Problem legalności dowodów z prowokacji

Nie odbierając sądom prawa do kontroli konstytucyjności określonego przepisu, trzeba pamiętać, że czym innym jest kwestionowanie możliwości stosowania danego przepisu w określonych okolicznościach sprawy, a czym innym kwestionowanie jego legalności.

Aktualizacja: 05.08.2017 16:27 Publikacja: 05.08.2017 15:00

Władza sądownicza powinna powstrzymać się przed wyręczaniem władzy ustawodawczej.

Władza sądownicza powinna powstrzymać się przed wyręczaniem władzy ustawodawczej.

Foto: Rzeczpospolita, Michał Walczak

Problem tzw. legalności dowodów w ostatnim czasie nabrał szczególnego znaczenia, głównie za sprawą głośnego już wyroku Sądu Apelacyjnego we Wrocławiu z 27 kwietnia 2017 r. (II AKa 213/16). Wyrokiem tym Sąd uwolnił oskarżonych D.D. i M.K. od zarzutu popełnienia m.in. przestępstwa z art. 230 § 1 kodeksu karnego polegającego na powoływaniu się na wpływy w Urzędzie Miasta w W. i jego poszczególnych jednostkach organizacyjnych. Uznał, że jakkolwiek oskarżeni dopuścili się korupcji, to nie ma żadnych podstaw do przyjęcia, iż dopuściliby się tego przestępstwa również bez współdziałania prowokatora. Wspomniany wyrok i sprawa, w której został wydany, ma tu jednak drugorzędne znaczenie. Z punktu widzenia dalszych rozważań najistotniejszy jest bowiem właśnie fakt, że D.D i M.K. oskarżeni zostali o popełnienie czynu, do którego dokonania zostali nakłonieni.

Owoc zatrutego drzewa

Na początek o samej legalności dowodów, którym to kryterium jeszcze do niedawna się nie posługiwano. Oczywiście, za nielegalne uznawane były dowody uzyskane wbrew obowiązującym zakazom, jak stosowanie tortur lub przesłuchiwanie adwokata na okoliczności, o których dowiedział się, broniąc oskarżonego. Dowody takie były jednak wyłączone, niejako a limine, z procesu dowodzenia, a podstawowym kryterium oceny była ich wiarygodność.

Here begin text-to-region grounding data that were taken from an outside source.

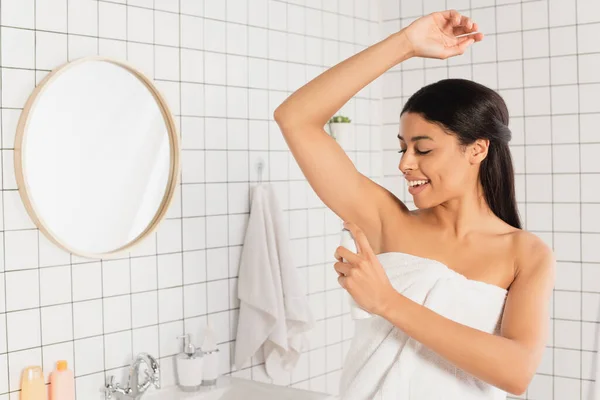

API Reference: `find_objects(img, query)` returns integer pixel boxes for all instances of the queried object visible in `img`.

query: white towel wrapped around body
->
[234,183,314,377]
[338,252,508,400]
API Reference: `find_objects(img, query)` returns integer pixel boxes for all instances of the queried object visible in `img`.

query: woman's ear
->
[469,139,489,164]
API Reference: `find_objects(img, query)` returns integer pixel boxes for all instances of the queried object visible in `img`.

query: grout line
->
[224,0,232,376]
[66,0,79,392]
[201,0,210,377]
[540,0,556,396]
[244,0,252,382]
[96,0,108,386]
[320,0,335,383]
[469,0,474,82]
[398,0,405,205]
[32,0,46,383]
[574,1,584,398]
[177,0,186,365]
[311,0,324,388]
[444,0,449,81]
[152,0,163,367]
[0,0,12,392]
[125,0,136,371]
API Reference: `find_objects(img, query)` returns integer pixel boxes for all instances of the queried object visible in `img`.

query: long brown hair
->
[402,79,521,229]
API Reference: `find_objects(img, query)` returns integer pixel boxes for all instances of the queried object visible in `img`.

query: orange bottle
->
[20,366,47,400]
[49,361,75,400]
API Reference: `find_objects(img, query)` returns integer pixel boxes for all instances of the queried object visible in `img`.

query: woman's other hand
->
[334,221,397,316]
[402,9,484,59]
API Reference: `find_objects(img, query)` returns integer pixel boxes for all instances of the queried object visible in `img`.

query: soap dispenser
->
[175,334,203,392]
[200,324,220,386]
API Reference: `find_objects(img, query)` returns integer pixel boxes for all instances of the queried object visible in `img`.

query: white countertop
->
[143,376,334,400]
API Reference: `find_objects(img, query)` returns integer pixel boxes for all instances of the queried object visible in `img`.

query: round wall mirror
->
[15,56,180,258]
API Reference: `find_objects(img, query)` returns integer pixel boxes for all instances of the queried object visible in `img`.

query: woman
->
[274,9,554,400]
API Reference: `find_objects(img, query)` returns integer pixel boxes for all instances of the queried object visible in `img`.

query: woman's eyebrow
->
[397,134,433,142]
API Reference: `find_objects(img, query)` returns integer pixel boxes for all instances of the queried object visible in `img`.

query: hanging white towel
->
[235,183,314,377]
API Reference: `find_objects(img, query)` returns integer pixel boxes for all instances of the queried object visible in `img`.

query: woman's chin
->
[413,195,435,209]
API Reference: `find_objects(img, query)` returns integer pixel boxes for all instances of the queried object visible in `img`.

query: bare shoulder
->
[511,230,556,280]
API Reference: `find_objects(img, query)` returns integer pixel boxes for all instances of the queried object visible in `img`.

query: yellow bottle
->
[20,366,47,400]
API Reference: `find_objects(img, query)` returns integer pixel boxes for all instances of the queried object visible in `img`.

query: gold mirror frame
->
[14,56,180,259]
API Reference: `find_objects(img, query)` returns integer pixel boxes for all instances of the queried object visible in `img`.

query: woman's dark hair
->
[401,78,521,229]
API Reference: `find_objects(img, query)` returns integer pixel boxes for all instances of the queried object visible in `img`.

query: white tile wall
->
[0,0,382,398]
[10,0,595,397]
[381,0,600,398]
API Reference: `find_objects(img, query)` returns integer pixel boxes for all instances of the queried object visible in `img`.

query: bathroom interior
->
[0,0,598,399]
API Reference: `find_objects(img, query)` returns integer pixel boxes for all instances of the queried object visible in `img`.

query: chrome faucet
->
[105,353,161,400]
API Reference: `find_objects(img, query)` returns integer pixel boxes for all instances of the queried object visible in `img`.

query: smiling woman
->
[274,8,554,400]
[398,79,520,226]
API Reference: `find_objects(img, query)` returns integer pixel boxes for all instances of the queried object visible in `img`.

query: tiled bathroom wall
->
[380,0,600,399]
[6,0,590,398]
[0,0,382,398]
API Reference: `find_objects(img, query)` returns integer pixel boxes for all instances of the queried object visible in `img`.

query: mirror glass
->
[15,58,179,257]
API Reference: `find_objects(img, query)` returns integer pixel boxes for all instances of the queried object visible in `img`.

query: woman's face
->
[398,112,485,209]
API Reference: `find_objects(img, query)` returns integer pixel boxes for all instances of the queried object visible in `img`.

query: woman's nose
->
[399,152,416,173]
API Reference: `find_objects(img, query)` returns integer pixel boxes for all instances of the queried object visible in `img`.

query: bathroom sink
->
[143,376,334,400]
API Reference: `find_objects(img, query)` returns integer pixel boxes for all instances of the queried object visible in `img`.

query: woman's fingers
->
[445,38,475,57]
[442,10,479,35]
[334,261,352,277]
[335,245,360,265]
[460,15,473,30]
[441,9,462,25]
[439,37,474,58]
[404,9,483,59]
[333,249,343,262]
[457,38,475,53]
[448,15,483,46]
[343,222,375,259]
[470,23,484,41]
[451,15,477,34]
[454,31,484,42]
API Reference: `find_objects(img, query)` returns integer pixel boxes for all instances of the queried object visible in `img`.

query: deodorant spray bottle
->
[340,228,373,320]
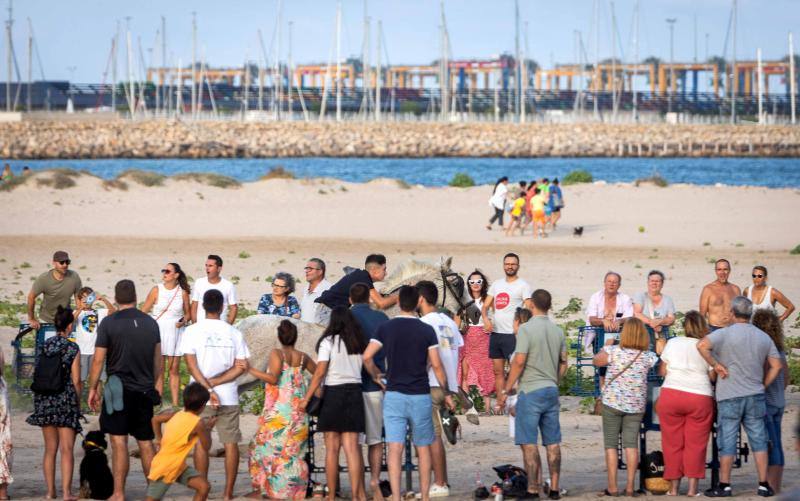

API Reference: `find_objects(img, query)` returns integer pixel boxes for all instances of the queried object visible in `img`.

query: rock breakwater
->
[1,121,798,158]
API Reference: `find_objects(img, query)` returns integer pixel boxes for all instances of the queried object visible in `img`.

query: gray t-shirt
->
[515,316,566,393]
[706,322,781,402]
[633,292,675,320]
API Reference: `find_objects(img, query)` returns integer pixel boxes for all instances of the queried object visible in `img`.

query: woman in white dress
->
[142,262,191,407]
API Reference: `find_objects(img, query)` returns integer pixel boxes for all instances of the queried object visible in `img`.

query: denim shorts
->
[515,386,561,446]
[764,404,784,466]
[383,391,434,446]
[717,394,768,457]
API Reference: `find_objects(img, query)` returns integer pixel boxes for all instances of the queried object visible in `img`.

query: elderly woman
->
[743,265,795,322]
[633,270,676,351]
[656,311,716,497]
[257,272,301,318]
[593,318,658,497]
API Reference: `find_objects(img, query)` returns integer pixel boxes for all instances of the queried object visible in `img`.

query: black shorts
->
[100,388,156,441]
[489,333,516,360]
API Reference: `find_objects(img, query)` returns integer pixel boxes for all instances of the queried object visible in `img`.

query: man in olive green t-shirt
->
[27,250,82,328]
[499,289,567,499]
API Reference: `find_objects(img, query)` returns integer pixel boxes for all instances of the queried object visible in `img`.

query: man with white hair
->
[697,296,783,498]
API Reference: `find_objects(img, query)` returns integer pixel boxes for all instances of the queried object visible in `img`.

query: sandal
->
[624,490,640,497]
[598,489,619,497]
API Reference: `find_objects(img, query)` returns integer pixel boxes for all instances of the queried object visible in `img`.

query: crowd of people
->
[487,176,566,238]
[0,250,793,499]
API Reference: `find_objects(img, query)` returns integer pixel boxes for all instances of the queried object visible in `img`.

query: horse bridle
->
[440,270,475,329]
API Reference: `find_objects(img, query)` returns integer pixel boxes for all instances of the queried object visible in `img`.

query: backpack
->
[31,348,66,395]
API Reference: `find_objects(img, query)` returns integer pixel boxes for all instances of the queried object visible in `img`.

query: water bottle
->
[491,484,504,501]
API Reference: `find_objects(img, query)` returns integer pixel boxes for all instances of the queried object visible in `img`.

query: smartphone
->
[85,292,96,305]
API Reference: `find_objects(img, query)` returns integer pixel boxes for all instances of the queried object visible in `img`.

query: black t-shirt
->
[316,269,374,310]
[96,308,161,392]
[373,317,438,395]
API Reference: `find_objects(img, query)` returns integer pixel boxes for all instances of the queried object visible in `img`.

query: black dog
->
[573,226,584,237]
[79,430,114,500]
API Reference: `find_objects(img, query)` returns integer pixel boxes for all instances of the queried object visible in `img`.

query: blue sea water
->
[4,157,800,188]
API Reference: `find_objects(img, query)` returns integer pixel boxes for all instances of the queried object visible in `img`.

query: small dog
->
[573,226,584,237]
[79,430,114,500]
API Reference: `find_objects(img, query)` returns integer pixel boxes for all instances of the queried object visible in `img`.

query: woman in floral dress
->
[0,349,13,499]
[245,320,316,499]
[26,305,82,500]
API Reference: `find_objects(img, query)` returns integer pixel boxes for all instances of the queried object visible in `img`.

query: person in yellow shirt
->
[147,383,216,501]
[505,191,528,236]
[529,187,548,238]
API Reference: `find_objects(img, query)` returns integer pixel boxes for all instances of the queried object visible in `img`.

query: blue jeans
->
[716,394,768,457]
[764,404,784,466]
[515,386,561,446]
[383,391,434,446]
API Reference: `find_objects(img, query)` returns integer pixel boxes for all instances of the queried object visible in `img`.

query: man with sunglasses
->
[27,250,82,331]
[699,258,741,332]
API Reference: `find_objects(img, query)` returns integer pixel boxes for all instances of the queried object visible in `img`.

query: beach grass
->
[260,166,295,180]
[119,169,166,187]
[173,172,241,188]
[634,174,669,187]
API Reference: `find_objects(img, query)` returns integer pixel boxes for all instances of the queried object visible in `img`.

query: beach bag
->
[643,450,670,494]
[31,349,66,395]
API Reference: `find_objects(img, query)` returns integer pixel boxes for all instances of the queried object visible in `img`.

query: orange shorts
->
[533,211,546,223]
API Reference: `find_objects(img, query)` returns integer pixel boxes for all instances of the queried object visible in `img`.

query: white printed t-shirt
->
[488,278,533,334]
[74,308,108,355]
[192,277,238,322]
[421,312,464,393]
[179,319,250,406]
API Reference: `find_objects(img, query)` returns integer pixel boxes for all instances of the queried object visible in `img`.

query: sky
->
[2,0,799,84]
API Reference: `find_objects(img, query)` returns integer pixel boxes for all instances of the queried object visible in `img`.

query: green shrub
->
[240,387,266,415]
[555,297,583,319]
[238,251,251,259]
[395,179,411,189]
[36,171,77,190]
[448,172,475,188]
[562,169,593,185]
[102,179,129,191]
[260,166,295,180]
[788,356,800,386]
[790,245,800,255]
[0,299,26,327]
[119,169,166,187]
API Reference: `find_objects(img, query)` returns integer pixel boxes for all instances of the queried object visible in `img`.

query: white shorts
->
[363,391,384,446]
[158,321,184,356]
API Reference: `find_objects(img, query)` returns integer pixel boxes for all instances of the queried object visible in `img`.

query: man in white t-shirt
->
[481,253,533,409]
[181,289,250,501]
[417,280,464,499]
[299,258,332,325]
[190,254,238,324]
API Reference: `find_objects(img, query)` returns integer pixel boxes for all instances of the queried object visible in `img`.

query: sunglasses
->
[468,279,483,285]
[272,283,288,288]
[58,260,71,265]
[304,267,321,271]
[752,274,765,278]
[161,269,174,274]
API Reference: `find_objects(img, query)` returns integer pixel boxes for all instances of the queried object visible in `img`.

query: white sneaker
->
[416,484,450,498]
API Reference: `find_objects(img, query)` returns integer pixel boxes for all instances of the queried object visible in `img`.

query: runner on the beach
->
[699,259,741,331]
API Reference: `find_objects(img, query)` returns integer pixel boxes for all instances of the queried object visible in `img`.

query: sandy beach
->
[0,172,798,499]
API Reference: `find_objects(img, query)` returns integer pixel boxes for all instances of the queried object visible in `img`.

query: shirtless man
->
[699,259,741,331]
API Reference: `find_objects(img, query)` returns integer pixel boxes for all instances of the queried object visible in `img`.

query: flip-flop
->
[598,489,619,497]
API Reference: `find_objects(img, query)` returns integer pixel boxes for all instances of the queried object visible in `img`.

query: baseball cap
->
[53,250,70,262]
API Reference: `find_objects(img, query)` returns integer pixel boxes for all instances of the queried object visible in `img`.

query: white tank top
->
[746,285,775,312]
[152,283,185,322]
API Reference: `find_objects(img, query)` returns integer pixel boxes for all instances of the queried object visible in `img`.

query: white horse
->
[236,257,479,390]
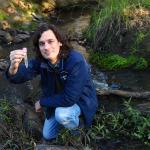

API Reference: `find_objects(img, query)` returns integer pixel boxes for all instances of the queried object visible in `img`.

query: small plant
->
[56,128,83,148]
[90,99,150,146]
[134,57,148,70]
[101,54,128,70]
[0,98,14,124]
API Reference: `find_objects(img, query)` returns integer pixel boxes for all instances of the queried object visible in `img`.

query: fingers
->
[9,48,27,75]
[36,108,43,112]
[10,48,27,65]
[35,101,43,113]
[10,49,27,60]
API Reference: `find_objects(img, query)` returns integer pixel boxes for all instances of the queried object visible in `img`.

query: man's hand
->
[9,48,27,75]
[35,100,43,112]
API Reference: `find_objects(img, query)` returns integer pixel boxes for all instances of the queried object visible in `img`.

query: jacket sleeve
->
[5,59,40,83]
[40,60,89,107]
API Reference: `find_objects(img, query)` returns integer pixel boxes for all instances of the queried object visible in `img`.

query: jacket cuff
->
[40,98,50,107]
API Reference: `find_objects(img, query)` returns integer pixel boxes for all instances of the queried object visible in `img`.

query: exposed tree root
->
[96,88,150,100]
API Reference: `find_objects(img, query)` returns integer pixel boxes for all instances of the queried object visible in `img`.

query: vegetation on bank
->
[0,99,34,149]
[89,52,148,70]
[57,100,150,149]
[0,98,150,149]
[84,0,150,70]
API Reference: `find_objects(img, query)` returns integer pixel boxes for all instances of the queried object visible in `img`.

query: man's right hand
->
[9,48,27,75]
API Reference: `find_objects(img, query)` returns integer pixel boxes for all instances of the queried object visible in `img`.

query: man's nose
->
[44,42,50,49]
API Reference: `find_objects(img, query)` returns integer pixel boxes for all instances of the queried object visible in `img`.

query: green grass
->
[85,0,130,41]
[0,98,14,124]
[0,9,8,20]
[89,52,148,70]
[84,0,150,50]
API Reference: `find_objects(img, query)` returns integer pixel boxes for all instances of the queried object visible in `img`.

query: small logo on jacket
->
[60,71,68,81]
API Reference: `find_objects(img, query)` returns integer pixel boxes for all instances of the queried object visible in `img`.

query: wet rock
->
[0,30,13,44]
[13,33,30,43]
[35,144,77,150]
[0,29,31,45]
[17,30,30,35]
[6,28,18,36]
[0,59,9,71]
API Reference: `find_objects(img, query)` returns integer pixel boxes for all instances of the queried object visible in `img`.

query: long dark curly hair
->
[32,23,72,60]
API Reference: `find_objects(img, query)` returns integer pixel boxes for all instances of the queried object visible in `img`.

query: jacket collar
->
[40,59,64,72]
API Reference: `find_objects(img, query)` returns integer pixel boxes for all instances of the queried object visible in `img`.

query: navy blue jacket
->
[6,50,98,126]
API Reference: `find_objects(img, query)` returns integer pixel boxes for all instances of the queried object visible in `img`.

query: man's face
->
[39,29,62,64]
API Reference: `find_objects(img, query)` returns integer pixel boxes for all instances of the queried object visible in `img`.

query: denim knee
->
[55,108,70,126]
[55,105,80,129]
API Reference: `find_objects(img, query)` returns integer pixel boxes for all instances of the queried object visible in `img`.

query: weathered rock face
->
[60,15,91,40]
[56,0,98,8]
[59,14,90,60]
[0,30,13,44]
[0,29,31,45]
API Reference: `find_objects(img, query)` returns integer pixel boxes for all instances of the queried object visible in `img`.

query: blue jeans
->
[43,104,81,140]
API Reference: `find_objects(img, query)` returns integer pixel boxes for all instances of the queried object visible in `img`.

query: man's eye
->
[39,42,44,46]
[48,40,53,44]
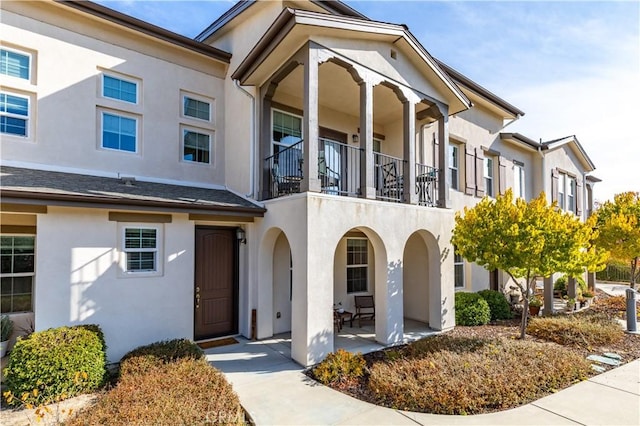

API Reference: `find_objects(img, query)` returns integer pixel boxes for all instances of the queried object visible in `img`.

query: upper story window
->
[183,128,211,164]
[567,176,576,213]
[0,48,30,80]
[183,96,210,121]
[103,74,137,104]
[513,162,525,199]
[272,109,302,151]
[346,238,368,294]
[101,111,137,153]
[0,92,29,137]
[1,235,35,313]
[558,173,566,210]
[484,156,494,197]
[449,143,460,191]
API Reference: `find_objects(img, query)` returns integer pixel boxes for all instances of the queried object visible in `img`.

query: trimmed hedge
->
[311,349,366,386]
[478,290,513,321]
[455,292,491,326]
[3,325,107,406]
[119,338,204,377]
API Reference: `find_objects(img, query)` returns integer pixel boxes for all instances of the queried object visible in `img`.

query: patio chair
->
[352,295,375,327]
[379,162,403,201]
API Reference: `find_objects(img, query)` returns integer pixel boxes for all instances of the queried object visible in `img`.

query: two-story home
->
[1,0,598,366]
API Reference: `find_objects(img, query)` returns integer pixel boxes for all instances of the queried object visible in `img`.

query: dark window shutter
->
[498,156,507,195]
[551,168,559,202]
[465,146,475,195]
[475,149,485,197]
[576,179,583,215]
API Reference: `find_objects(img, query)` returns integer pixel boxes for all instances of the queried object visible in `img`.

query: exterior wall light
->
[236,228,246,244]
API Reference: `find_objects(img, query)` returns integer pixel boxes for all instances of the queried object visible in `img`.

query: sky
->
[94,0,640,202]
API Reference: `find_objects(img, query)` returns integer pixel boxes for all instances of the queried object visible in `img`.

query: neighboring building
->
[0,0,598,365]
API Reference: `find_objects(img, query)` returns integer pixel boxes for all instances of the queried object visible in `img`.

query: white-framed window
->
[449,143,460,190]
[514,162,525,199]
[0,48,30,80]
[0,91,29,137]
[100,111,138,153]
[183,95,211,121]
[102,74,138,104]
[272,109,302,152]
[485,156,494,197]
[119,225,162,276]
[182,128,211,164]
[453,246,465,288]
[558,173,566,210]
[567,177,576,213]
[1,235,35,313]
[346,238,368,293]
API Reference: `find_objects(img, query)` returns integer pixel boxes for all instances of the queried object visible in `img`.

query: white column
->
[375,244,404,345]
[359,80,375,199]
[301,45,320,193]
[437,112,451,208]
[403,100,417,204]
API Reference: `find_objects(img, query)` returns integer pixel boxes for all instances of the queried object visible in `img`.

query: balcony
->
[264,140,439,207]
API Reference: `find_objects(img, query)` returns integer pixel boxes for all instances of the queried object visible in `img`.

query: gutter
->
[234,80,257,199]
[537,142,547,203]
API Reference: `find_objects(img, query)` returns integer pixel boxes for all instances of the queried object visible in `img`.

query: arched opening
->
[272,232,292,335]
[403,232,430,327]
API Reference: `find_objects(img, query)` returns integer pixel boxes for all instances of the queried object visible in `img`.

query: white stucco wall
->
[34,207,195,362]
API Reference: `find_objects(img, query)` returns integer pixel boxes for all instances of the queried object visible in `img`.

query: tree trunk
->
[520,298,528,339]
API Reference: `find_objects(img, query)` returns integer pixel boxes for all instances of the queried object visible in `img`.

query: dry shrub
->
[527,313,624,347]
[68,358,244,426]
[368,336,590,415]
[312,349,365,386]
[592,296,639,320]
[119,338,204,377]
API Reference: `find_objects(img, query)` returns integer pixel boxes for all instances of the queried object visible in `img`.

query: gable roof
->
[195,0,368,42]
[0,166,265,217]
[232,7,471,115]
[57,0,231,63]
[500,133,596,172]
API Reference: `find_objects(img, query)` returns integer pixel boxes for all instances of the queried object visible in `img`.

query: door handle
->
[195,293,200,309]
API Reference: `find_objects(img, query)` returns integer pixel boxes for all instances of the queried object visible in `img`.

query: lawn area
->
[309,290,640,415]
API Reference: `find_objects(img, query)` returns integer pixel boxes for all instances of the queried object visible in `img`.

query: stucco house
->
[0,0,598,366]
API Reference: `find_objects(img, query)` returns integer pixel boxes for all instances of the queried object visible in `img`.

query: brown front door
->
[194,227,238,340]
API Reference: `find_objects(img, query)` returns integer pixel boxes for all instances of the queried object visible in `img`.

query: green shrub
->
[554,275,587,296]
[68,358,244,426]
[454,292,491,326]
[312,349,366,386]
[527,313,624,347]
[478,290,513,321]
[119,338,203,377]
[3,325,107,406]
[368,336,590,415]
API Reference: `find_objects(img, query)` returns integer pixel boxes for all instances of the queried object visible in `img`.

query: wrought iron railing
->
[416,163,438,207]
[264,141,304,199]
[319,138,362,197]
[375,152,404,203]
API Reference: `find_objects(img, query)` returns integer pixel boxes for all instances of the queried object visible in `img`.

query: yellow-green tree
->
[594,192,640,288]
[452,189,606,338]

Sytuacja się zmieniła z chwilą, gdy ustawodawca sięgnął po metody dowodzenia, które powszechnie uznawano za wątpliwe – przynajmniej z moralnego punktu widzenia. Z chwilą wprowadzenia do formalnego procesu prowokacji czy zakupu kontrolowanego odżyła też dyskusja o legalności dowodów uzyskiwanych tego rodzaju metodami. Kropkę nad ,,i" w dyskusji o ,,owocach zatrutego drzewa" postawiono, gdy ustawodawca postanowił zalegalizować również możliwość posługiwania się dowodami wytworzonymi poza oficjalnym tokiem procesu przez pozostałe strony postępowania karnego, w tym oskarżonego. Naturalną tego konsekwencją było wprowadzenie przepisu stwarzającego konieczne ograniczenia dla tak rozumianej inicjatywy dowodowej stron.

Ustawodawca zdecydował więc, że niedopuszczalne jest przeprowadzenie i wykorzystanie dowodu uzyskanego do celów postępowania karnego za pomocą czynu zabronionego, o którym mowa w art. 1 § 1 kodeksu karnego. Stąd tylko mały krok do obecnego brzmienia art. 168a kodeksu postępowania karnego, który wzbudza tak wiele kontrowersji.

Co jest tego powodem? Oczywiście przede wszystkim niezręczność ustawodawcy. Przepis zezwalający w pewien sposób na łamanie prawa, mało tego: pozwalający wywodzić z tego skutki prawne, nie mógł zostać zaaprobowany przede wszystkim przez doktrynę. Ta widzi w nim nie tylko naruszenie zasad gwarancyjnych, ale wręcz zachętę do gromadzenia dowodów za pomocą czynów zabronionych, co prawda innych niż wskazane w tym przepisie (zabójstwo, pozbawienie wolności czy spowodowanie umyślnego uszczerbku na zdrowiu), niemniej równie nielegalnych. Pogląd ten podziela większość autorów zajmujących się prawem procesowym.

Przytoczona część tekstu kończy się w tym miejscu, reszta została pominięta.